I began to collect ways of working that I could integrate with each other, allowing me to address each person more fully according to his or her own needs, whether through medicine, talk, hypnosis, trauma treatment, or meditative contemplation.


Medicine, behavioral change, and words have their limits. Such approaches rooted in biology and psychology do not always put the pieces back together when someone is falling apart. They do not always provide a sense of wholeness to those who have suffered from trauma and subsequently experience themselves as internally fragmented and unable to feel safe in a world they feel they do not belong in and cannot survive in. 


In my years of exploration and advanced training, I witnessed the way a handful of talented clinicians were able to facilitate the healing process by reaching in and establishing a level of authentic human-to-human contact with the person  seeking help. Along with that connection came a palpable transformation and the emergence of energy, clarity, emotion, and motivation in the person being helped. This was not as a result of standard modes of psychotherapy. Whether it was hypnosis, imagery, EMDR, energy healing, dance, chanting, or the focused, loving attention of a group, there was something that created an altered state of consciousness, activated the life force and allowed a shift in body, mind, and sense of self. 


I often sat amazed wondering, “What just happened? How were they able to do that? Could I learn to do that?” 


Turning to the text, the reader will see that many years of training would go into studying the work of those exceptional clinicians and healers who were able to effect change in this way. Many years went into studying the theoretical foundations of the approach and ways to apply the method. 

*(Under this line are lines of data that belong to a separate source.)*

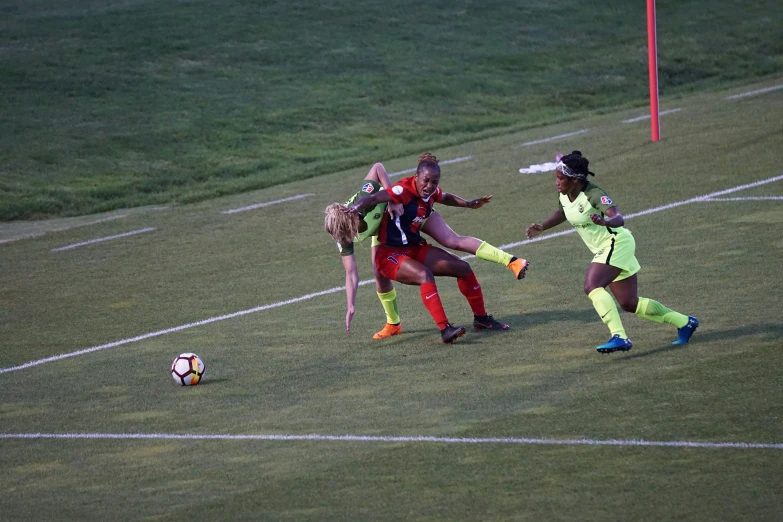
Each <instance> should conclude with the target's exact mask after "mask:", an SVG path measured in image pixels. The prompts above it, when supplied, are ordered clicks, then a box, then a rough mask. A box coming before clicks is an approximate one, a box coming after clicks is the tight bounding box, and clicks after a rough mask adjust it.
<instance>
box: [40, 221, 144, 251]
mask: <svg viewBox="0 0 783 522" xmlns="http://www.w3.org/2000/svg"><path fill="white" fill-rule="evenodd" d="M153 230H155V228H154V227H147V228H140V229H139V230H131V231H130V232H125V233H123V234H117V235H116V236H108V237H99V238H98V239H90V240H89V241H82V242H81V243H74V244H72V245H67V246H64V247H59V248H53V249H52V252H62V251H63V250H70V249H72V248H76V247H80V246H84V245H91V244H93V243H100V242H102V241H110V240H112V239H117V238H120V237H127V236H135V235H136V234H143V233H144V232H152V231H153Z"/></svg>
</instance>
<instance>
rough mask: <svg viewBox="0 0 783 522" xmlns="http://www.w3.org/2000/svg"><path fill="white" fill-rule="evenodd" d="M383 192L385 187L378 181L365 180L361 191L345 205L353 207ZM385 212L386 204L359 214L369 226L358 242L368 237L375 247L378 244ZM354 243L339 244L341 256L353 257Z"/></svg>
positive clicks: (360, 190) (384, 204)
mask: <svg viewBox="0 0 783 522" xmlns="http://www.w3.org/2000/svg"><path fill="white" fill-rule="evenodd" d="M381 190H383V186H382V185H381V184H380V183H378V182H377V181H370V180H365V182H364V185H362V188H361V190H359V191H358V192H357V193H356V194H354V195H353V196H351V198H350V199H349V200H348V201H346V202H345V204H346V205H351V204H352V203H355V202H356V201H357V200H358V199H360V198H363V197H364V196H371V195H373V194H375V193H376V192H379V191H381ZM385 211H386V203H378V204H377V205H375V206H374V207H373V208H371V209H369V210H365V211H363V212H360V213H359V217H360V218H361V220H362V221H364V222H365V223H366V224H367V229H366V230H365V231H364V232H359V235H358V236H357V237H356V241H364V240H365V239H367V238H368V237H372V244H373V246H375V245H377V244H378V243H377V239H376V236H377V234H378V229H379V228H380V226H381V221H383V214H384V212H385ZM353 243H354V242H353V241H351V242H350V243H337V248H338V249H339V250H340V254H341V255H344V256H352V255H353Z"/></svg>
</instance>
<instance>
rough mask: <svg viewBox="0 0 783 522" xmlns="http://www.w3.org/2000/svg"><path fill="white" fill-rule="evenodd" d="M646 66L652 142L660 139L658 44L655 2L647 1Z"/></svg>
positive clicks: (650, 0)
mask: <svg viewBox="0 0 783 522" xmlns="http://www.w3.org/2000/svg"><path fill="white" fill-rule="evenodd" d="M647 64H648V68H649V71H650V74H649V76H650V130H651V131H652V141H659V140H660V139H661V124H660V121H659V120H658V44H657V42H656V35H655V0H647Z"/></svg>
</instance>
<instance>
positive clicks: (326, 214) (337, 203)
mask: <svg viewBox="0 0 783 522" xmlns="http://www.w3.org/2000/svg"><path fill="white" fill-rule="evenodd" d="M344 208H345V205H341V204H340V203H332V204H331V205H329V206H328V207H326V210H325V211H324V213H325V214H326V217H325V218H324V230H326V232H327V233H328V234H329V235H330V236H332V239H334V240H335V241H337V242H338V243H342V244H345V243H350V242H352V241H353V239H354V238H355V237H356V236H358V235H359V220H358V219H356V218H355V217H354V214H350V213H347V212H343V209H344Z"/></svg>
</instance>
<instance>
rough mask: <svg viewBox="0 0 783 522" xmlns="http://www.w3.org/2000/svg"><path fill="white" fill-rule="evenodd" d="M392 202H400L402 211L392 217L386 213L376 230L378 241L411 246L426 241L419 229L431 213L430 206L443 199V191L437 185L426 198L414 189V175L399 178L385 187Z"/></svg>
mask: <svg viewBox="0 0 783 522" xmlns="http://www.w3.org/2000/svg"><path fill="white" fill-rule="evenodd" d="M386 192H388V193H389V195H390V196H391V199H392V203H402V205H403V213H402V215H401V216H398V217H396V218H393V217H392V216H390V215H388V214H386V217H385V218H384V220H383V223H381V228H380V230H379V231H378V241H380V242H381V243H383V244H384V245H389V246H413V245H420V244H422V243H426V241H425V240H424V238H423V237H421V234H419V231H420V230H421V226H422V225H423V224H424V221H425V220H426V219H427V218H428V217H429V216H430V214H431V213H432V206H433V204H434V203H436V202H440V201H442V200H443V191H442V190H441V188H440V187H438V188H437V189H436V190H435V192H434V193H433V194H432V195H431V196H430V197H429V198H427V199H426V200H424V199H422V198H421V196H419V193H418V192H417V191H416V181H415V177H414V176H411V177H409V178H405V179H401V180H400V181H399V182H398V183H396V184H395V185H393V186H391V187H389V188H387V189H386Z"/></svg>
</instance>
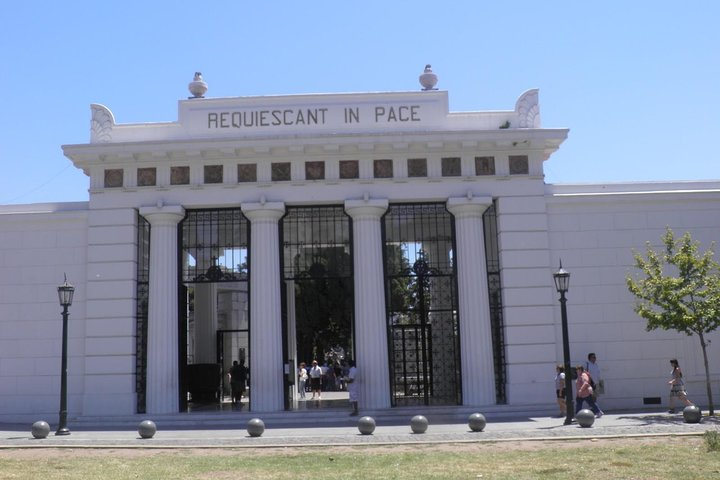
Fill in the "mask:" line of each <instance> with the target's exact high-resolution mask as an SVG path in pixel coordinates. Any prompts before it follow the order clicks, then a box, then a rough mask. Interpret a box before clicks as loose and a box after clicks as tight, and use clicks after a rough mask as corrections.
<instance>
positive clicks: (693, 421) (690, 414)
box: [683, 405, 702, 423]
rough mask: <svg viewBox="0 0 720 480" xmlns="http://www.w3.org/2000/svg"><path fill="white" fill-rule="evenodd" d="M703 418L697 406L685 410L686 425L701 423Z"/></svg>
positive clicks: (685, 419)
mask: <svg viewBox="0 0 720 480" xmlns="http://www.w3.org/2000/svg"><path fill="white" fill-rule="evenodd" d="M701 418H702V410H700V408H699V407H697V406H695V405H688V406H687V407H685V408H684V409H683V419H684V420H685V423H700V419H701Z"/></svg>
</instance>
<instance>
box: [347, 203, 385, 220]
mask: <svg viewBox="0 0 720 480" xmlns="http://www.w3.org/2000/svg"><path fill="white" fill-rule="evenodd" d="M387 207H388V201H387V199H374V200H370V199H368V200H346V201H345V212H347V214H348V215H350V217H352V219H353V220H359V219H362V218H380V217H382V216H383V214H384V213H385V212H386V211H387Z"/></svg>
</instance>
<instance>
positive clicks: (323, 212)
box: [281, 206, 354, 410]
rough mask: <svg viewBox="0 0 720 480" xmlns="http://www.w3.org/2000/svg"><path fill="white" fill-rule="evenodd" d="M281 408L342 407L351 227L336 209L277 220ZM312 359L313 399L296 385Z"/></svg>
mask: <svg viewBox="0 0 720 480" xmlns="http://www.w3.org/2000/svg"><path fill="white" fill-rule="evenodd" d="M281 238H282V257H281V258H282V266H281V268H282V272H283V280H284V282H283V290H284V295H283V300H284V301H283V320H284V322H285V334H286V335H285V336H286V341H285V347H286V365H287V372H286V408H288V409H292V410H302V409H309V408H313V409H314V408H336V407H337V408H347V401H348V395H347V388H346V385H345V382H344V380H343V377H344V376H346V375H347V370H348V368H349V367H348V366H347V361H348V360H349V359H350V358H354V337H353V334H354V302H353V269H352V251H351V241H350V239H351V238H352V233H351V224H350V219H349V217H348V216H347V215H346V214H345V212H344V208H343V207H342V206H322V207H288V208H287V212H286V215H285V216H284V217H283V219H282V222H281ZM313 361H317V362H318V366H319V367H320V368H321V370H322V375H321V379H320V383H321V387H320V392H319V395H318V394H317V392H315V395H313V391H312V389H311V381H310V379H308V380H307V382H306V383H304V384H303V383H302V380H301V378H300V376H299V375H298V373H299V369H300V368H302V365H303V364H304V368H305V369H306V371H307V373H308V374H310V369H311V367H312V364H313Z"/></svg>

The first part of this book, titled “Exploration,” reflects my own search for healing and transformation. This section contains elements of personal memoir, covering events from my early family life that fueled this search. There, you will meet the talented therapists and teachers who helped me, like Nancy Napier, Steven Gilligan, and Diane Shainberg. I describe, to the best of my understanding, the theories and philosophies upon which they base their work. I will share my experiences at retreat centers and workshops, and other transformational journeys that were crucial to my personal path. 


In the second part of the book, “Education,” I discuss the discoveries of mind-body medicine, neurobiological correlates of interpersonal healing, and advances in the treatment of trauma, such as EMDR and Somatic Experiencing. 


The third part of the book, “Integration,” lays out a vision of a practice of psychiatry that pays equal attention to mind, body, brain, and inner self, all in the context of a therapeutic healing relationship.


In the final part of the book, “Application,” I bring these modalities into my office and apply them to actual treatments. Identities have been disguised and some patient histories have been condensed into composites. However, all the stories derive from actual cases and the application of integrative work. If you are a therapist reading this book, I hope to inspire you to pursue your own journey of healing to the maximum and to incorporate your discoveries into your work alongside the standard approaches of your field. If you are not a therapist, it is my hope that the book will illuminate your path of healing and help you find a direction that speaks to you.